'Happy flight' home for Rays after strong trip

May 10th, 2021

After a long stretch of games with little time to rest and reflect, the Rays left Oakland Coliseum on Sunday afternoon and boarded their cross-country flight home with plenty to feel good about.

Yes, they’re dealing with a long list of injuries that now includes Francisco Mejía (placed on the injured list with intercostal discomfort) and Kevin Kiermaier (left wrist sprain). Yes, they’re still trying to get a bunch of hitters on track nearly a month and a half into the season. And yes, they’re about to host the Yankees and Mets, both playing well of late, at Tropicana Field.

But with Sunday's 4-3 win over the A’s, the Rays wrapped up a trying portion of their schedule, avoided a series sweep in Oakland and concluded a seven-game West Coast road trip with five wins and two losses. They went 9-8 while playing 17 days in a row and finished their stretch of 30 games in 31 days with a 17-13 record. 

In doing so, they headed into Monday’s welcomed day off with their overall record two games above .500, at 19-17, despite their inconsistent offense and seemingly inescapable injuries.

“We needed that happy flight,” shortstop Willy Adames said, “because it's a long one."

After trailing throughout the first two games of the series, Tampa Bay battled back from a three-run deficit with big home runs from Adames (in the fifth inning) and Mike Brosseau (in the sixth) off Oakland lefty Cole Irvin.

The Rays still lead the Majors in strikeouts, and their average with runners in scoring position is the lowest in the American League, but timely home runs can make up for miserable stretches and missed opportunities at the plate.

To wit: The Rays only had four hits on Sunday, and they struck out 82 times during their seven-game road trip. But they homered nine times in those seven games, including the tying blast from Adames and the go-ahead shot from Brosseau on Sunday, shifting the focus off their struggles with runners in scoring position during their last homestand.

“[It's] pretty valuable. Home runs can make a lot of questions go away,” manager Kevin Cash said. “The offense has been kind of grinding, battling through a little bit of a tough stretch here. But those home runs can really help alleviate questions after the game. So I know it's one swing of the bat, but when you've got some guys on, it's huge.”

The Rays’ game-tying rally in the fifth began with a mistake by the A’s. Brosseau hit a sky-high pop-up just in front of the plate, the baseball grazing catcher Sean Murphy’s glove on the way down before bouncing away. Brosseau, who initially lost sight of the ball and lingered around home plate, hustled to first to reach safely then later scolded himself for not getting to second base. 

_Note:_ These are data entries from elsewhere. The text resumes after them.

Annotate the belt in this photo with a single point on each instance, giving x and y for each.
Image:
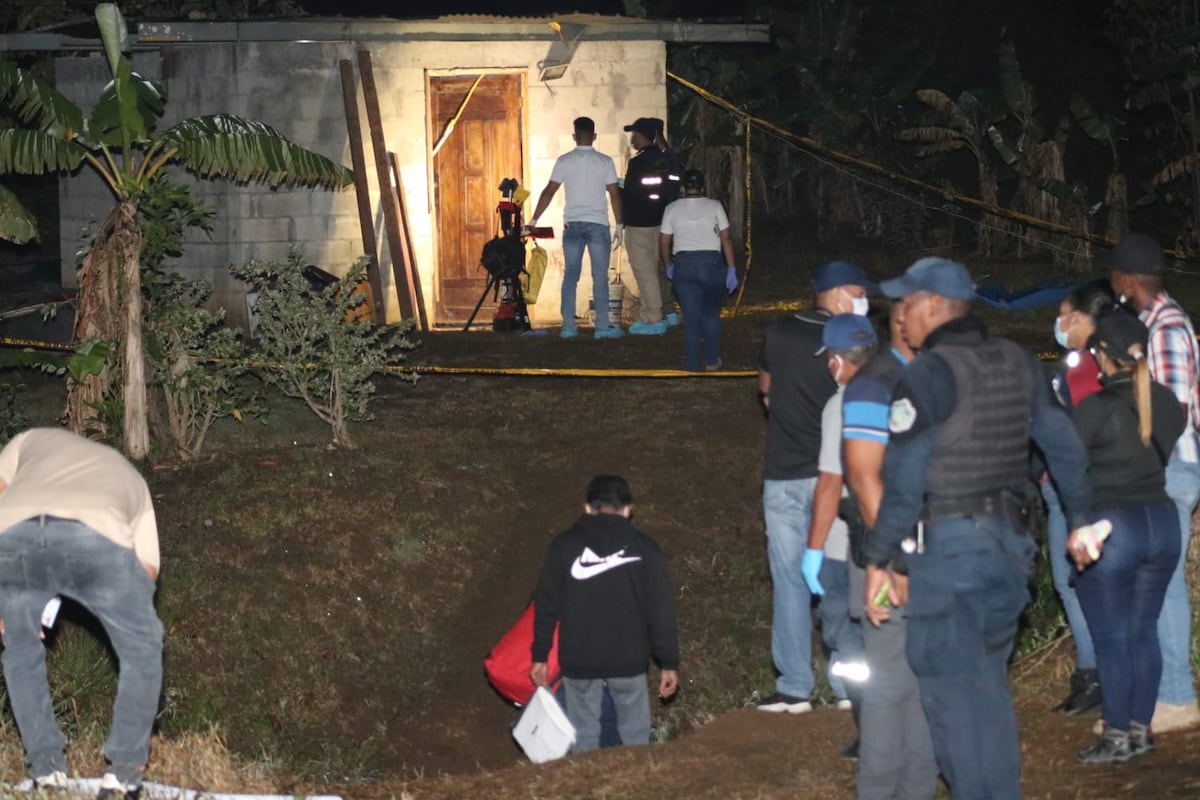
(1013, 505)
(47, 518)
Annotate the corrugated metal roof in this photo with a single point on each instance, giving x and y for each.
(450, 28)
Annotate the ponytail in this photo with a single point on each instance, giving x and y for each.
(1141, 398)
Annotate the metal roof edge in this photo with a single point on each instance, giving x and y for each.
(153, 35)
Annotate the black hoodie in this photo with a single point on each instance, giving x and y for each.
(605, 582)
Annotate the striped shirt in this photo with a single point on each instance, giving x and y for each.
(1174, 362)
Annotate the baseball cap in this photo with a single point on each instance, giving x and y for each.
(1137, 253)
(846, 332)
(1117, 331)
(939, 276)
(840, 274)
(645, 125)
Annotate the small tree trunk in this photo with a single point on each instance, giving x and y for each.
(137, 428)
(97, 317)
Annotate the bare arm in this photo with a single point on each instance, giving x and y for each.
(825, 509)
(544, 199)
(727, 247)
(864, 475)
(615, 198)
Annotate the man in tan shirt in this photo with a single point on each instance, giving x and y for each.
(77, 521)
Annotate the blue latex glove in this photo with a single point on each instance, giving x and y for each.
(810, 567)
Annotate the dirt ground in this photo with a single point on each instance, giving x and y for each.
(331, 609)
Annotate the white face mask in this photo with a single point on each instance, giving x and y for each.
(858, 305)
(1060, 334)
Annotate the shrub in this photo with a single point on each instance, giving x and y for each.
(197, 362)
(312, 344)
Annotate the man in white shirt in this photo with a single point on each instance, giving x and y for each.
(588, 175)
(77, 519)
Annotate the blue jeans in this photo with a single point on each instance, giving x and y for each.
(1062, 569)
(630, 698)
(41, 558)
(1122, 595)
(787, 507)
(965, 596)
(700, 288)
(593, 236)
(895, 757)
(1175, 621)
(841, 635)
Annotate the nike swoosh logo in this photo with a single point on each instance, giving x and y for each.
(589, 565)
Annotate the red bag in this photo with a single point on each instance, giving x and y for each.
(508, 663)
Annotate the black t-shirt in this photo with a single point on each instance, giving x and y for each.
(799, 388)
(642, 203)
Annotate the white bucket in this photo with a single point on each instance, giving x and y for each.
(544, 732)
(616, 295)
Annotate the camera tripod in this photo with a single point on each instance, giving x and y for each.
(503, 258)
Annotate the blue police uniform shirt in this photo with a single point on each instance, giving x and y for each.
(927, 397)
(865, 403)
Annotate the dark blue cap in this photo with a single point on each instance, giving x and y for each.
(840, 274)
(939, 276)
(846, 332)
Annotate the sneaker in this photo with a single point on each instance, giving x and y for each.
(55, 780)
(1140, 739)
(780, 703)
(111, 788)
(648, 329)
(1085, 692)
(1113, 746)
(1175, 717)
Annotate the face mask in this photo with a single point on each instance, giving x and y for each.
(837, 372)
(858, 305)
(1060, 334)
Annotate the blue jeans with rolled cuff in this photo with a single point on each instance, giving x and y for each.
(595, 239)
(1122, 596)
(46, 557)
(700, 288)
(965, 597)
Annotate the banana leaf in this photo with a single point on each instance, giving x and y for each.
(37, 103)
(130, 103)
(17, 224)
(34, 152)
(1175, 169)
(1018, 92)
(229, 146)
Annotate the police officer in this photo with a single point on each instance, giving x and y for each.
(955, 477)
(652, 182)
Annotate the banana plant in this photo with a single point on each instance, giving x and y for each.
(961, 125)
(118, 140)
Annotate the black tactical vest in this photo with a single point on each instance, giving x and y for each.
(984, 445)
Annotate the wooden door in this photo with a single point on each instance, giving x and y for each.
(483, 150)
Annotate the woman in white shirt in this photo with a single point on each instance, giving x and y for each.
(696, 247)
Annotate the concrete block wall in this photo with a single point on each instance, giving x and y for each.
(295, 88)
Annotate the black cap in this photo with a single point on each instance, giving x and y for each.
(1135, 253)
(646, 126)
(1117, 332)
(609, 491)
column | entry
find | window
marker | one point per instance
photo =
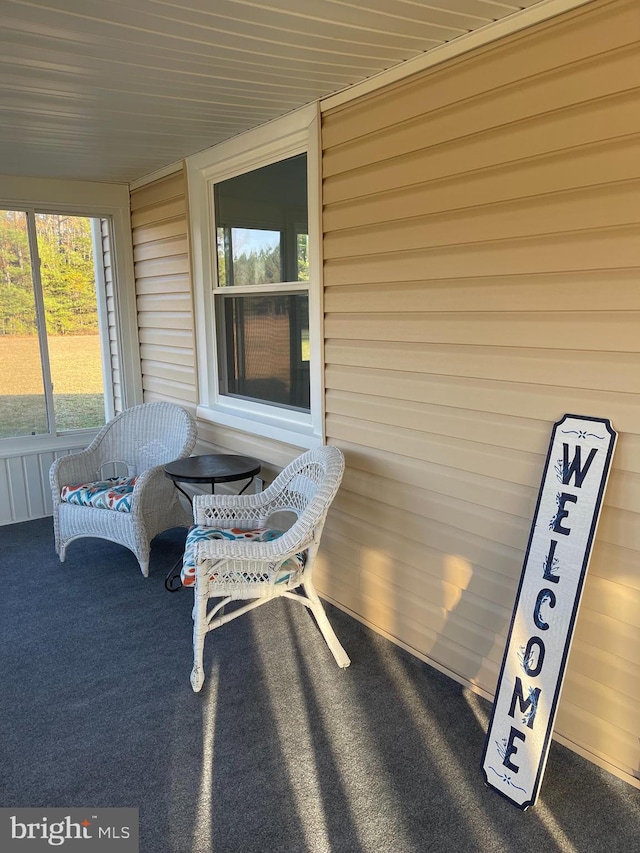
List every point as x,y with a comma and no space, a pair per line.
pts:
51,351
261,239
254,209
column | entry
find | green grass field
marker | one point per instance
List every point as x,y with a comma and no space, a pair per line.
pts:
77,384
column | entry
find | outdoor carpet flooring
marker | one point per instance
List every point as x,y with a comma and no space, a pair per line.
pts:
281,751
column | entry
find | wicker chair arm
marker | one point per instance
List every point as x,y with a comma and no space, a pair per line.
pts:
275,551
81,467
151,490
232,510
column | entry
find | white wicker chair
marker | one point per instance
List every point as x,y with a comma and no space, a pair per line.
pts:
138,442
261,568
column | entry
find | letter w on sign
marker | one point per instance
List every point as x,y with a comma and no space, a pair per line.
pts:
555,566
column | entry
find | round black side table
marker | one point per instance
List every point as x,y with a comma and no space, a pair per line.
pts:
207,470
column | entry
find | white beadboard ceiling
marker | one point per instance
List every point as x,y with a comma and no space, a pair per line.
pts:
112,90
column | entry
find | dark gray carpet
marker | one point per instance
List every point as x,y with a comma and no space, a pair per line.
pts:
282,750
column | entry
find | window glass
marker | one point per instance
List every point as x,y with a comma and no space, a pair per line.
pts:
63,351
67,271
248,256
23,408
262,240
261,225
267,348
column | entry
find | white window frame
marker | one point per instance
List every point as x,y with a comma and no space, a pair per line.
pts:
296,133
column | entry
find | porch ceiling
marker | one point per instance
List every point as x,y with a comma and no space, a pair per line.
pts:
112,90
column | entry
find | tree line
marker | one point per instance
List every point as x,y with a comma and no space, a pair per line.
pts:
67,273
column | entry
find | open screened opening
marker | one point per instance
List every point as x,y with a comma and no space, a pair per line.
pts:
52,327
262,300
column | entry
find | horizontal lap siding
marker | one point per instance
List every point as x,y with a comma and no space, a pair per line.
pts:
112,318
482,270
163,291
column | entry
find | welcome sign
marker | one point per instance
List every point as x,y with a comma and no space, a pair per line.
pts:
555,566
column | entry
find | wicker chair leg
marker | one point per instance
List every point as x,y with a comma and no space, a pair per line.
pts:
200,628
315,605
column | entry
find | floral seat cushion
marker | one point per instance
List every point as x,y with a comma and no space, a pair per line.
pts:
197,534
105,494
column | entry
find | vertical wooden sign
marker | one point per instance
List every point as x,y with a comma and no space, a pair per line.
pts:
555,566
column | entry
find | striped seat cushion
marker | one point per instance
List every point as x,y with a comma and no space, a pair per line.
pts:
106,494
260,534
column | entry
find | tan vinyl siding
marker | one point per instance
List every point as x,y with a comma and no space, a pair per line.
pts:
482,267
163,291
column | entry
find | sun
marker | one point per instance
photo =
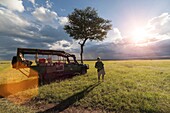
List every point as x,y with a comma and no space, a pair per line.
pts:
139,35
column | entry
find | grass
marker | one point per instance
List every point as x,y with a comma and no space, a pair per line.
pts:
139,86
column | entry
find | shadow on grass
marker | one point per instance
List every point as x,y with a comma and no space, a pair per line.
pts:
70,100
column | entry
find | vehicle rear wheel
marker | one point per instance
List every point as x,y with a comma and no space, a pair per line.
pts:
83,71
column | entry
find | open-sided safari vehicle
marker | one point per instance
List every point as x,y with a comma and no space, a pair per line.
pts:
49,64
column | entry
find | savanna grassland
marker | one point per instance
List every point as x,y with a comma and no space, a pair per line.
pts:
131,86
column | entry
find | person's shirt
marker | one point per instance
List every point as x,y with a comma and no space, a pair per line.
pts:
99,65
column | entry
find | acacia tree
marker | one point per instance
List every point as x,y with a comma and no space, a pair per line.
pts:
85,24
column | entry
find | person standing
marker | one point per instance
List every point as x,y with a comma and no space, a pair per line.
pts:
100,68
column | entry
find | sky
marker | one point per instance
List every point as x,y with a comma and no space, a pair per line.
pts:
140,28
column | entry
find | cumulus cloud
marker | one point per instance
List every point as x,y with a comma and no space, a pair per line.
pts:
158,27
48,4
63,20
60,45
114,36
44,15
32,1
15,5
11,23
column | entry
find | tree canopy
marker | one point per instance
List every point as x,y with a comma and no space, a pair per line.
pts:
85,24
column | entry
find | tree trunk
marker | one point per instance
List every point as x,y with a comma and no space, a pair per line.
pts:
81,53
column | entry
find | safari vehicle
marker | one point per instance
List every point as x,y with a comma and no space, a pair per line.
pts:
49,64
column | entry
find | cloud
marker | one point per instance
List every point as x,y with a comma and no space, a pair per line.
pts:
158,27
49,4
63,20
32,1
60,45
44,15
114,36
15,5
11,23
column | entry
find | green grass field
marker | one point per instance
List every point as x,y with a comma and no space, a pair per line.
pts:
139,86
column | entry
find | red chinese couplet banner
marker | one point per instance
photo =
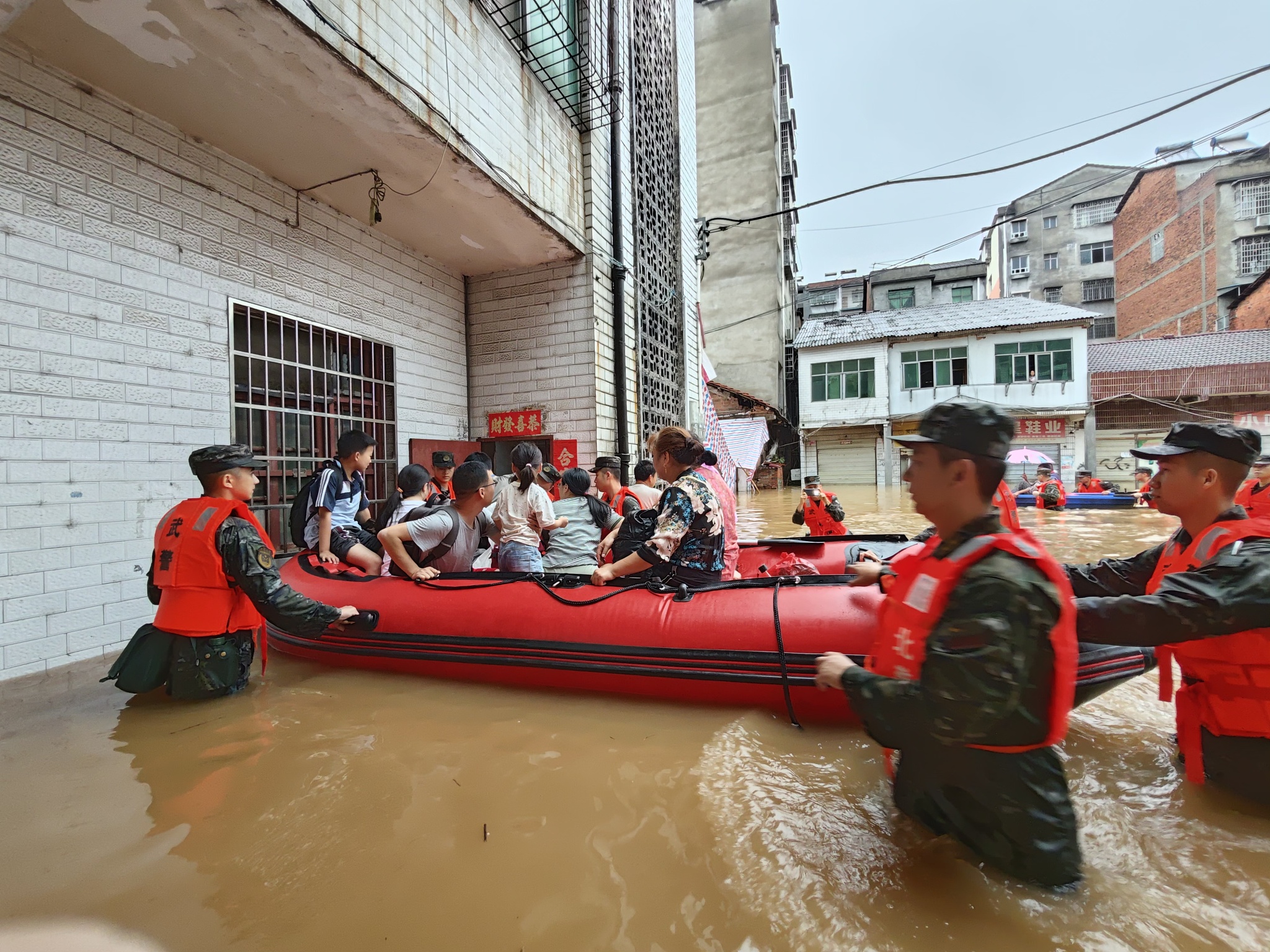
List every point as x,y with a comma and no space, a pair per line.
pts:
516,423
1053,427
564,454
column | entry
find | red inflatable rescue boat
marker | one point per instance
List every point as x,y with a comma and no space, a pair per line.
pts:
745,644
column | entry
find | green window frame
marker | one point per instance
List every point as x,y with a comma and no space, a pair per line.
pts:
843,380
936,367
1047,359
898,299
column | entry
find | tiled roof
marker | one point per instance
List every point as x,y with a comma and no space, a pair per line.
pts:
936,319
1231,347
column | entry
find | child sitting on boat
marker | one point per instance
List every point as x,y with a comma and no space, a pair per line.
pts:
573,550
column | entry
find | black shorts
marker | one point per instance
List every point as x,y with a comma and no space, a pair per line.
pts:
345,537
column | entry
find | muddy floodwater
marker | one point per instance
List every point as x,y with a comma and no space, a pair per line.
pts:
328,809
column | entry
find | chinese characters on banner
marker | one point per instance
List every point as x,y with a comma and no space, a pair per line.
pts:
1259,421
1042,427
516,423
564,454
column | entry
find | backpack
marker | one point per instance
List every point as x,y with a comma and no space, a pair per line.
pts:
299,516
442,547
636,531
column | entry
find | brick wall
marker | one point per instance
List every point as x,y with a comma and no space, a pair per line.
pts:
1254,310
1178,294
123,242
1129,414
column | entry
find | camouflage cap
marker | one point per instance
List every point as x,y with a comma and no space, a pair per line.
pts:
1242,446
980,430
208,460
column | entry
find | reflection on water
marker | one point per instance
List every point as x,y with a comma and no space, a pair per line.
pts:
343,810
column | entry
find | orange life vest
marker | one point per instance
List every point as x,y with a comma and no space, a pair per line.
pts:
921,592
197,598
1039,488
1009,507
1228,676
1254,505
815,517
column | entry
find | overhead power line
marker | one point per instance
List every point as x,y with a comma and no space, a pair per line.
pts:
705,226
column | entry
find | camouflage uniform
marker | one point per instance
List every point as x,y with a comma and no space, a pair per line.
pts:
986,681
1228,594
249,565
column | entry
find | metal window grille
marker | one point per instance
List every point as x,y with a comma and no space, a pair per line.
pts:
655,169
901,298
546,35
1098,289
1098,213
296,387
1253,198
1103,328
1096,253
1254,254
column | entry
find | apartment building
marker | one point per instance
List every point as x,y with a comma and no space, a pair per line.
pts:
747,165
273,220
1191,238
1054,244
868,376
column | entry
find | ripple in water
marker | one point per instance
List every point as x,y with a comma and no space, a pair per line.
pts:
808,829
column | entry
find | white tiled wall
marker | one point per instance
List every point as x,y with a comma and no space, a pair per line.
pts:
115,277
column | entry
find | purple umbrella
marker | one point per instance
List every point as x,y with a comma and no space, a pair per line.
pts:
1028,456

Joey Wendle moved Brosseau to third by lacing a double to right field, and one batter later, Adames launched a 1-1 changeup out to right field to even the score.

“We needed to score there to take a little bit of pressure off our pitchers and the whole team,” Adames said. “I was just happy that I got the opportunity to hit the ball and lucky that it went out.”

Tampa Bay’s bullpen covered five innings in the series finale, taking the ball from rookie lefty Shane McClanahan after he gave up three runs in the fourth then going from Jeffrey Springs to Ryan Thompson to Pete Fairbanks to Andrew Kittredge to seal the win and avoid the sweep.

The Rays held their opponents to three runs or fewer in six of seven games on this road trip, as they’ve now done in 13 of their last 16 games and 19 of their last 29.

“Really pleased with Shane and just an outstanding effort by our bullpen,” Cash said. “Everybody that came in just had to be spot on, lights out, and they really were.”

With that kind of shutdown work, the Rays only needed one more run to prevail. Brosseau delivered with two outs in the sixth, pulling a two-strike slider out to left field for his third home run of the season.

“It's no secret that I'm not performing the way that I and probably a lot of people expect me to,” said Brosseau, who entered Sunday with only six hits in his last 49 at-bats. “When you put those hours in off the field and try to get better, yeah, it's just a really good feeling to kind of see one not only fall but kind of go over the fence, too. It's a great feeling.”

It's also one that he and the Rays carried into their long flight home and a well-earned day off.

“We've got to be excited. We left home wanting to play better baseball. We did,” Cash said. “We went into Anaheim and found ways to win, and then we were in every single game, every single inning, here. We came up short the first two nights, but it's a huge credit to the guys. They don't get frustrated. They stay at it and came out and just really competed well.”